Murray: Man the HWA means a lot to me for a few reasons. When we were fourteen and fifteen we would go to HWA shows together. They were so awesome! It’s almost the same as it is today. You will see a lot of great local talent who you know will go on to bigger and better things, and a lot of well traveled big time names. I remember we all met Justin Credible after a show, we told him we were training and he stood there for hours with us, letting us pick his brain for information.

It was a big push in the right direction. When we broke into the wrestling world the HWA was the place we wanted to go first. That was my first real goal I set. I remember the first time I got booked for the HWA. I heard Ron Mathis put up an open challenge. So I approached the promoter and said “I hear Ron Mathis is looking for someone to beat up next week, I can get beat up.” He said “Do you have gear?” I said “Yeah” then he said “ See you next week.” And I’ve been there ever since. Now the HWA is still the promotion people are talking about, and we are the guys people are talking about. It feels good man.
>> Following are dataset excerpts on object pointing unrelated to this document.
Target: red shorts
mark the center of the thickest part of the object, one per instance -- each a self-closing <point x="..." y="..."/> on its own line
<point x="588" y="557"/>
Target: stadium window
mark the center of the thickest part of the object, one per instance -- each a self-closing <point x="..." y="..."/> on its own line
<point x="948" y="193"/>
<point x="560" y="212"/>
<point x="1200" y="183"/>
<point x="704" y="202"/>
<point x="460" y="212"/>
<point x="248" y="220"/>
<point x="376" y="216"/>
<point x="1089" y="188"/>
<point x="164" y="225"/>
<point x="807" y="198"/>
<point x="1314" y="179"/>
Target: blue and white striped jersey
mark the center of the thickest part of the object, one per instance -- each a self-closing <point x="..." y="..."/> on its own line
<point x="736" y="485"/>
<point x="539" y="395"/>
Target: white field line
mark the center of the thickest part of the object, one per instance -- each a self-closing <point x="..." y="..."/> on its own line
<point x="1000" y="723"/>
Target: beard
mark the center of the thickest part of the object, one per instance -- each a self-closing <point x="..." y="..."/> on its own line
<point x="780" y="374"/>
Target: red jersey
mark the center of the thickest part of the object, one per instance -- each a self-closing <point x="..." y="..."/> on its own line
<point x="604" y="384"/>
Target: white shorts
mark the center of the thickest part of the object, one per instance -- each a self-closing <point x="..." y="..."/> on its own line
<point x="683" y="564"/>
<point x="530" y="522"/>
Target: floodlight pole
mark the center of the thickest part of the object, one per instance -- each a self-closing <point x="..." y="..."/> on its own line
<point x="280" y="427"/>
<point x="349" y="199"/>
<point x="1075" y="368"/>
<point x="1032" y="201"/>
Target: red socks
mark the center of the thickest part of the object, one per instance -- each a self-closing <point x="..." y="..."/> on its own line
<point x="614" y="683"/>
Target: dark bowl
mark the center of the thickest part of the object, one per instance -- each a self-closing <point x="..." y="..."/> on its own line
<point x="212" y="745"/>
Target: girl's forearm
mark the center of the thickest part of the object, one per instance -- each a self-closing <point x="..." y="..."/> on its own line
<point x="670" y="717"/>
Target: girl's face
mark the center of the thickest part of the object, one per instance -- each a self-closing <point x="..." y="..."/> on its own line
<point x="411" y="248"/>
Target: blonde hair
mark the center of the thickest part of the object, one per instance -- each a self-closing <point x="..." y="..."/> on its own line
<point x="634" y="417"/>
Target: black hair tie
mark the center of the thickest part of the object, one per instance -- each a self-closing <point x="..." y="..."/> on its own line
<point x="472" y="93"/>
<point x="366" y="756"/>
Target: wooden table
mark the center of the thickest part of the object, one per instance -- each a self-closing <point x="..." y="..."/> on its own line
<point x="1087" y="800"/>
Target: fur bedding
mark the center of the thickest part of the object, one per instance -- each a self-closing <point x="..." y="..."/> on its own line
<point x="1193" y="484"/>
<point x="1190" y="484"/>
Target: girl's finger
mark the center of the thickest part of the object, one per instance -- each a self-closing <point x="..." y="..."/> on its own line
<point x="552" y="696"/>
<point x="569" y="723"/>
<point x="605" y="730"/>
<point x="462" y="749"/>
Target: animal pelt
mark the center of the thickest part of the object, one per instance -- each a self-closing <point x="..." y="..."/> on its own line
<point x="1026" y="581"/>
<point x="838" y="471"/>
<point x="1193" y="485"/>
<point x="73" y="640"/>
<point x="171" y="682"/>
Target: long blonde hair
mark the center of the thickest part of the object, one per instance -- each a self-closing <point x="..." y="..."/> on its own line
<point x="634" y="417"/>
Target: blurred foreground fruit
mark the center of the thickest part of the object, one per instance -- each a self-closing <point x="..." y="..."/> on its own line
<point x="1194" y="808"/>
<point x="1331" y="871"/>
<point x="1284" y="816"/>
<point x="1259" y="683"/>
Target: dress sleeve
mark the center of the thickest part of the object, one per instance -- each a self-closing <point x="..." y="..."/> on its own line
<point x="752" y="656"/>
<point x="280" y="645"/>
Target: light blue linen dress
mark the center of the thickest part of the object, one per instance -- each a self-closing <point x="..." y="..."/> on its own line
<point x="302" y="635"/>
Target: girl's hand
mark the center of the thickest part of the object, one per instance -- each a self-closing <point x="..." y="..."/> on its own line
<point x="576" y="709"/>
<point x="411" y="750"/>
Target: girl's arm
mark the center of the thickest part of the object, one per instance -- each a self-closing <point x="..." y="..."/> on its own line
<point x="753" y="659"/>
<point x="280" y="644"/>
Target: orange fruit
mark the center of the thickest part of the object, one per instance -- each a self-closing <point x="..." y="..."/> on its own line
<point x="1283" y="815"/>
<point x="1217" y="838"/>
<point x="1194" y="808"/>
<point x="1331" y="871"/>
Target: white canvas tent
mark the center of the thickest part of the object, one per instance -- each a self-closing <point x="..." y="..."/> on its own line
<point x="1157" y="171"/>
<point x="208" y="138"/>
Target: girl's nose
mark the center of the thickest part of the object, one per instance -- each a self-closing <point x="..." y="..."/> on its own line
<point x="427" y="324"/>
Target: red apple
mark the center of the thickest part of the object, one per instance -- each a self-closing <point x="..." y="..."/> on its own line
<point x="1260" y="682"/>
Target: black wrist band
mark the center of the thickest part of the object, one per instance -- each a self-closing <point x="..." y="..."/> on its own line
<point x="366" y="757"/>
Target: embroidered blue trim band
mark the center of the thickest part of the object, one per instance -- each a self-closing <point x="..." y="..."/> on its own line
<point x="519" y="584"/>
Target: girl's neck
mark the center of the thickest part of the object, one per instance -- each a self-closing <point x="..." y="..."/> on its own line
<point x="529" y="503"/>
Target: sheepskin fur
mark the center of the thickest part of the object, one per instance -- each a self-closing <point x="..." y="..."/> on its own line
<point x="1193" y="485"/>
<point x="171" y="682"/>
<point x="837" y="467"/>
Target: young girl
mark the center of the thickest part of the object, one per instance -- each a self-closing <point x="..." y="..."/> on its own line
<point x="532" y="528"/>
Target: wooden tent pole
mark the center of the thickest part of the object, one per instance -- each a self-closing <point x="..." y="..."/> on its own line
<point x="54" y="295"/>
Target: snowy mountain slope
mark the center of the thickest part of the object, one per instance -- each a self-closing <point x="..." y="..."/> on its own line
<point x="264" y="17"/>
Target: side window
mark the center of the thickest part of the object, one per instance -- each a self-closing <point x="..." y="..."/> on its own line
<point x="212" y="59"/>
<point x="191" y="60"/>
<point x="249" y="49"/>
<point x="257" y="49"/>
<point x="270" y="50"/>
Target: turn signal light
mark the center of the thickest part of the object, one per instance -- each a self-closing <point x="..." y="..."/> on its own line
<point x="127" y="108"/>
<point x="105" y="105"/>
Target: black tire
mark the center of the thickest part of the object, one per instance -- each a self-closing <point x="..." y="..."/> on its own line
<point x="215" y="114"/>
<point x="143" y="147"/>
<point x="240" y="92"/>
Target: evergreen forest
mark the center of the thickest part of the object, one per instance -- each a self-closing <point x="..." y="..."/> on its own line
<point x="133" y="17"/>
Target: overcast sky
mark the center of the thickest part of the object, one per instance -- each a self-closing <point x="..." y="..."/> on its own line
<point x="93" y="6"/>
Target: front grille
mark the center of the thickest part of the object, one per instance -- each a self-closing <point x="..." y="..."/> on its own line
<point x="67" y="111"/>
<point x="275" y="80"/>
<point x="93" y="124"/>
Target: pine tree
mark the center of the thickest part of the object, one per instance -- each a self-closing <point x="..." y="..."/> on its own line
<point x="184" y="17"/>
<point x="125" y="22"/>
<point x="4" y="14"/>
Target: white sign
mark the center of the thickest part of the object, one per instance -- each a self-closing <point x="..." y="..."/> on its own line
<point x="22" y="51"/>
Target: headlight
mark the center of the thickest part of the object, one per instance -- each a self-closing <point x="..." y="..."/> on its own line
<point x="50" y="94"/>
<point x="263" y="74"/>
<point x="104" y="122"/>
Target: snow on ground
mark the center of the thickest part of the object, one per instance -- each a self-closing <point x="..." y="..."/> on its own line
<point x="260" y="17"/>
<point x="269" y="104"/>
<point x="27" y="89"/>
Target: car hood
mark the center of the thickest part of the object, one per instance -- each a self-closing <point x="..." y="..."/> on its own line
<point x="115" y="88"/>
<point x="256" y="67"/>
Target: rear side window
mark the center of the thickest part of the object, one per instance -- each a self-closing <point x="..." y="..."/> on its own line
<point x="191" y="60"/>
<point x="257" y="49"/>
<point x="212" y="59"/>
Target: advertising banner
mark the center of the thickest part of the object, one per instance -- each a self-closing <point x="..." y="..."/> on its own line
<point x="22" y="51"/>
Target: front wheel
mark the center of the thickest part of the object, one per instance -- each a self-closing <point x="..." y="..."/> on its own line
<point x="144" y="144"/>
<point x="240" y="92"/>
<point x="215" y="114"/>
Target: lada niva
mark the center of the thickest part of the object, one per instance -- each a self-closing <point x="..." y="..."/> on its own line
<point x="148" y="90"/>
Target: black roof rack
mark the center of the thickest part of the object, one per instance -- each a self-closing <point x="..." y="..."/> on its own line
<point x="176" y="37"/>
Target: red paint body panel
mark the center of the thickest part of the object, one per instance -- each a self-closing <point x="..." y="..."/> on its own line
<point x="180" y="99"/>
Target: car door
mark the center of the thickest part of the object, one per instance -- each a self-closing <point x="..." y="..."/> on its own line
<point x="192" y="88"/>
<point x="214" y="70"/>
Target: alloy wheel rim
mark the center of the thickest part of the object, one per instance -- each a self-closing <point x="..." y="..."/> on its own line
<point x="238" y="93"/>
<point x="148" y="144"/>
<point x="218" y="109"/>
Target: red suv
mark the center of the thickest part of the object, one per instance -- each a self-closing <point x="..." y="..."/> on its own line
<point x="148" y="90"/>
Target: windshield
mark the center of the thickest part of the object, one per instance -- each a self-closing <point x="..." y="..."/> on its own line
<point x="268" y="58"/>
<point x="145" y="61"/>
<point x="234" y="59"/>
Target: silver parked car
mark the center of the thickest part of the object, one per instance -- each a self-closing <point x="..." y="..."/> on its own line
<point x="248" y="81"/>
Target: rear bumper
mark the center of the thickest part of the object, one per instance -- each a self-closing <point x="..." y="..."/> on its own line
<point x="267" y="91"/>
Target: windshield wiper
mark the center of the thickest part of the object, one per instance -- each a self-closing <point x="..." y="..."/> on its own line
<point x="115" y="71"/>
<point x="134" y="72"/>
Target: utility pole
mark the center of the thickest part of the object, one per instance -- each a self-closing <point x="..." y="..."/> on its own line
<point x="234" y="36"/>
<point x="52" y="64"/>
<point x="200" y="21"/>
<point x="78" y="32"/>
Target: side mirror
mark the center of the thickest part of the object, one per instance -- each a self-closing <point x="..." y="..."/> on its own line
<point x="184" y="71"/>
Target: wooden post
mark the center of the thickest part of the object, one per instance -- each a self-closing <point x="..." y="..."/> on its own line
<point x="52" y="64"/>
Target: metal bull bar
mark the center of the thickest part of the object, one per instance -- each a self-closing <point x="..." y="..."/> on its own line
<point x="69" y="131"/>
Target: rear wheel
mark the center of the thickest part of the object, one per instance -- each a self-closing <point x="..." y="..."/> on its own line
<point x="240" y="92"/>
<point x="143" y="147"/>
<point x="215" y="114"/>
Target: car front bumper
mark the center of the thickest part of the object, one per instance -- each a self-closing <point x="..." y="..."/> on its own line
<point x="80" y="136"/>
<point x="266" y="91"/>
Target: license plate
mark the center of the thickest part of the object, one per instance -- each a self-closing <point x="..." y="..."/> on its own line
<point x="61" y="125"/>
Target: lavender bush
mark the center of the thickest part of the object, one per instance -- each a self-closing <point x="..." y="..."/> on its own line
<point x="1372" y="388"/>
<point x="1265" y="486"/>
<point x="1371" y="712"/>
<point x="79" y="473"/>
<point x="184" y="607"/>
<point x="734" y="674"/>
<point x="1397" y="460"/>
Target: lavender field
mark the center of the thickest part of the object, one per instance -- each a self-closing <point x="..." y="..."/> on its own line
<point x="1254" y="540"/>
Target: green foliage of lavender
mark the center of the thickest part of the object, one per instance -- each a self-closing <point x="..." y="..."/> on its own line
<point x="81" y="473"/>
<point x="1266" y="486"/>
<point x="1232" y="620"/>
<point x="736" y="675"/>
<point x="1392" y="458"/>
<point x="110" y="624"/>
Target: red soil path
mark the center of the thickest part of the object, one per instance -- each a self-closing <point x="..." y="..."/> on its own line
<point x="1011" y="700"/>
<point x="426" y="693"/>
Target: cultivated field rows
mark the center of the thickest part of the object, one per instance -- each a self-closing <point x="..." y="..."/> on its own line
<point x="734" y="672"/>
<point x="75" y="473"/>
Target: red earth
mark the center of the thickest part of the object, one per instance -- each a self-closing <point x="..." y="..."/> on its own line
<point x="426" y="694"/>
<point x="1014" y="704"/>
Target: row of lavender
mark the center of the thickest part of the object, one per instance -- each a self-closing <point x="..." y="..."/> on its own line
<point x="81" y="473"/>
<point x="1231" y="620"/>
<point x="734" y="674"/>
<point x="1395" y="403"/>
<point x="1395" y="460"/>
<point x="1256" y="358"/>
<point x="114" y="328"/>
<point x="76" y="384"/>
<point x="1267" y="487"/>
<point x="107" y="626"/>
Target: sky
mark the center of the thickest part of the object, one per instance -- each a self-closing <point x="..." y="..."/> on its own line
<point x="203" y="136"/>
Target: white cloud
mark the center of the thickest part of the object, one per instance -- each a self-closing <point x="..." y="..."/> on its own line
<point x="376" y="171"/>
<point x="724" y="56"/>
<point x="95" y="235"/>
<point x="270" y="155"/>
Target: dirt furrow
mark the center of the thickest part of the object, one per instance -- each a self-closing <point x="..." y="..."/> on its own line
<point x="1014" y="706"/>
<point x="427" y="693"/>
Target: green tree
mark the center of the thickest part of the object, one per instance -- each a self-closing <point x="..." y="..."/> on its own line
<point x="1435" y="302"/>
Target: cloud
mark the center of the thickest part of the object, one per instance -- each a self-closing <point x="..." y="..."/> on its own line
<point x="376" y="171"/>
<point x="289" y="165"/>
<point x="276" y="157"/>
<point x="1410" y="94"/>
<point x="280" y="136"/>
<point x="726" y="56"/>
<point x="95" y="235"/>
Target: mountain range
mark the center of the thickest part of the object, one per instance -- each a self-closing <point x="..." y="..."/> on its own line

Murray about to F' up someone's day!

Murray about to F' up someone's day!

Huskie: Why should a promoter book you?

Murray: Hey, why not? That’s my question. I maybe the guy picked last on the playground, but let me tell you, I know how to bust a move and get the people singing. I’m your common man, who stripped and stumbled and found himself in a wrestling ring with the world watching. I feel incredibly lucky to be where I am, so when I’m stepping through those ropes I am getting all that I can from those people, because I never want this ride to end. You want to entertain the people for a little while then let Jon Murray take his shirt off and do a back flip.

Huskie: Is there anything that you would like to say to your fans?

Murray: No, not really…OH, WAIT!!!!! There is this one tiny thing…THANK YOU!!!!! I’m always blown away every time someone asks me an autograph or wants a picture. It makes me feel like I’m doing things right. It means a lot. Once again thank you all.

Huskie: How can your fans follow you online?

Murray: Easy, just find me on Facebook at www.facebook.com/jon.murray.12. It’s the future of friendship!

Huskie: Well Jon that’s all the time we have here today is there anything else you would like to say? And I’d like to thank you again for your time.

Murray: Thank you my man! I would like to remind everyone that HWA has shows every Tuesday in Hamilton, Ohio. The tickets for the weekly event are on $5! You are a fool not to come! I’ll be there and in spandex! I know you all want to see that (laughing). Thank you again!